10 de julho de 2009

CARTA DE EMBAIXADOR DA VENEZUELA CAUSA POLÊMICA NO SENADO

Por SÉRGIO LEO

VALOR ECONÔMIO 10/07/2009




Mesmo ausente, o embaixador da Venezuela no Brasil, Julio Garcia Montoya, foi o principal personagem da audiência convocada ontem na Comissão de Defesa e Relações Exteriores do Senado para discutir o ingresso do país no Mercosul. Convidado, Montoya avisou por fax que não iria, numa carta com termos duros em que acusa os senadores de levantarem dúvidas "de caráter ideológico e até pessoal" em relação à Venezuela e diz que não interessa ao Estado brasileiro o "jogo de interesses" na discussão do tema.
A carta escandalizou até defensores da entrada da Venezuela no bloco. Mas, numa demonstração de interesse no Senado em evitar a radicalização do debate, os senadores, por uma margem estreita (cinco a quatro), rejeitaram a proposta do senador Fernando Collor (PTB-AL) de aprovar um "voto de censura" ao embaixador. Optaram por algo mais delicada, de devolver a carta à embaixada, em sinal de protesto. A alternativa foi sugerida por um líder oposicionista, o senador Heráclito Fortes (DEM-PI), que até gracejou com o fato.
"Após sete anos, me vejo reconhecido como um homem de esquerda; meus camaradas votaram comigo", ironizou.
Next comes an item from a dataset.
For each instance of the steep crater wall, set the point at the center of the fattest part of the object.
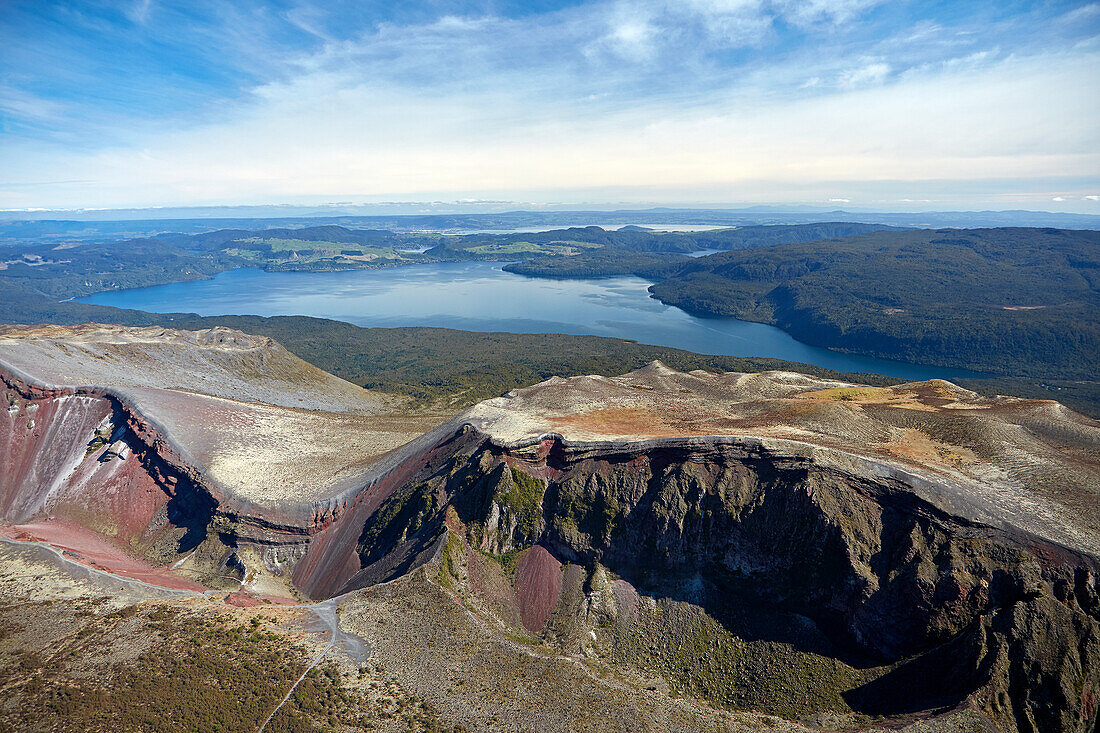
(956, 611)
O embaixador foi acusado de "pouco inteligente", inábil e descortês, e sua carta, de "nem diplomática, nem civilizada". Na sessão da tarde, o senador Arthur Virgílio (PSDB-AM), um dos autores dor requerimento, disse concordar com a devolução da carta por achar que a censura seria "talvez uma demasia".
Centrada na polêmica provocada pela carta do embaixador e em acusações de desrespeito á democracia por parte do governo de Hugo Chávez, a discussão, dividida em duas sessões, trouxe, porém, uma novidade, esperada pelo setor privado: já estão em análise no ministério do Desenvolvimento as listas com produtos "sensíveis", para os quais a Venezuela quer retardar a eliminação de tarifas no comércio com o Mercosul, segundo informou o secretário-geral do ministério de Relações Exteriores, Samuel Pinheiro Guimarães.
Segundo um diplomata, somam 880 os tipos de mercadorias para os quais a Venezuela quer liberalizar o comércio só em 2018; e há mais cerca de 400 que os venezuelanos gostariam de manter como "exceção", com as tarifas de importação atuais. Essas exceções estão, principalmente, em setores onde Chávez quer criar indústrias nacionais, como alimentos, siderurgia e componentes eletrônicos. As listas são, ainda, objeto de negociação entre os governos.
Um dos principais argumentos econômicos contra a incorporação, levantados por especialistas como o ex-ministro de Relações Exteriores, Luis Felipe Lampreia, é a demora dos venezuelanos em assumir os compromissos cobrados de outros sócios do Mercosul. "Um país não pode entrar pela janela, tem de aceitar as regras", reclamou Collor, mencionando que os venezuelanos questionam pouco mais de 160 das 783 normas do Mercosul. "Não é um rechaço ao ingresso da Venezuela, é a oportunidade do ingresso", argumentou Collor.
Pinheiro Guimarães lembrou que o Brasil mantém superávits recordes com a Venezuela, da ordem de US$ 5 bilhões, apesar das barreiras ao comércio e das dificuldades de algumas empresas para operar com o sistema de câmbio centralizado venezuelano, muito criticado durante a audiência. Tanto Pinheiro Guimarães quanto o presidente da Federação de Câmaras de Comércio da América Latina, Darc Costa, ex-vice-presidente do BNDES, insistiram na necessidade de formalizar a entrada da Venezuela no Mercosul como forma de fazer frente à "invasão" da China no mercado regional.
O estilo centralizador e personalista de Chávez, e seu desprezo pelas normas liberais e de mercado foram os argumentos mais citados pelos parlamentares contrários ao ingresso da Venezuela no Mercosul, em curto prazo. Na carta do embaixador, Montoya argumentava que o ingresso da Venezuela seria uma "razão de Estado de caráter supra-ideológico", e diz que sua presença no Senado não faria diferença por acreditar que as dúvidas não teriam razão econômica ou técnica. Em defesa da Venezuela, o deputado federal e ex-governador de Roraima Neudo Campos, após falar da importância econômica do país para os estados da região Norte, chegou a argumentar que não se poderia cobrar, no Mercosul, um padrão "europeu" de democracia.